Hanoi is all dressed up and ready for a 10-day party to mark its 1,000th birthday, beginning tomorrow, but many residents of the Vietnamese capital are snubbing the event they dismiss as wasteful propaganda.

Freshly-hung coloured lights flash along the capital’s major roads, artists have created a ceramic mosaic stretching for kilometres on a dyke wall, and state media said the city allocated funds to beautify offices and houses.

As well as projects carried out before the anniversary event, hundreds of cultural performances and exhibitions have been scheduled during the festival itself.

“I am not really interested in any activities for the 1,000th anniversary,” said Vu Thuy Duong, 31, an office worker. “I don’t feel I can be proud of anything in Hanoi.”

Communist authorities, two years ago, tripled the size of the city to include surrounding rural areas. It is now home to more than six million people and challenged by traffic congestion, flooding and other problems, residents say.

“Our capital is dirty and chaotic. Not many tourists return after the first trip,” said Nguyen Thi Lan, 44, a doctor.

An official at the city’s local government, the People’s Committee, said $63 million was allocated for the millennium event.

Tran Van Lam, 65, a retiree, said the money would have been better spent on improving infrastructure.

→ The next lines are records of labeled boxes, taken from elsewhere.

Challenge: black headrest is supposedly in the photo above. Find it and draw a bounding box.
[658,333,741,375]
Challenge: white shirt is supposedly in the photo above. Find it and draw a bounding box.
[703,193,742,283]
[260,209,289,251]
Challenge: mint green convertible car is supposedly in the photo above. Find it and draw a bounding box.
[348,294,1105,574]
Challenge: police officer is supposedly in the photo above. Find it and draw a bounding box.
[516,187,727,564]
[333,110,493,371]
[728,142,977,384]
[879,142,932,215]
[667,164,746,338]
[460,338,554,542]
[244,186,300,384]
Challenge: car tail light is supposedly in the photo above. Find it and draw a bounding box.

“I don’t like any of the activities or projects for the 1,000th anniversary,” he said, describing many of them as “weird”.

Among the more unusual events for Hanoi’s birthday are exhibitions of 1,000 rare turtles and 1,000 farm tools, local media reported.

On Facebook and blogs, Vietnamese have aired many complaints about the celebration, but the administrator of one local social networking site shut down discussion of the topic, saying it was “inappropriate”.

King Ly Thai To moved the capital of Vietnam from Ninh Binh to Hanoi in 1010 and called it Thang Long, or “soaring dragon”.

In the 19th century, King Gia Long transferred the seat of government to Hue in the centre of the country, but the Red River Delta city of Hanoi regained its role as capital in 1945 when founding President Ho Chi Minh declared independence from French colonisers.

The city’s millennium will also be marked by the inauguration of bridges, a boulevard, monuments and a new museum.

Celebrations will peak on October 10 with what officials describe as Vietnam’s biggest-ever parade. There will be 31,000 participants, about one-third of them from the military, officials said.

“I think, as with many other events, the 1,000th anniversary of Hanoi has been used for political and propaganda purposes,” said Mr Lam.

Communist Vietnam is rated as one of the world’s most corrupt nations and Tran Quoc Hung, 38, a motorcycle taxi driver, alleged that the grand celebrations are a chance for officials to spend state money.

“Many people will get rich thanks to these celebrations, I guess,” Mr Hung said with a laugh. “What a waste of money and effort.”

Some residents said millennium projects were finished in a rush. “This is typically the Vietnamese way of doing things,” said one man, Nguyen Duc Thang, 42.

Anniversary preparations caused weeks of chaos on city roads and sidewalks as workers put Hanoi’s spaghetti-like collection of overhead telecommunications cables underground. The project left residents at risk of sprained ankles as they tried to walk on the excavated pavements that were later filled in with fresh stonework.

Residents now fear more chaos as the festival begins. “Transport will be a mess then,” Mr Lam said.

Officials have issued a page-long list of roads that will be closed for the anniversary, which Deputy Prime Minister Nguyen Sinh Hung earlier this year said must be impressive.

“We must spare no effort to make lasting impressions on our countrymen and foreign guests,” the official Vietnam News Agency quoted him as saying.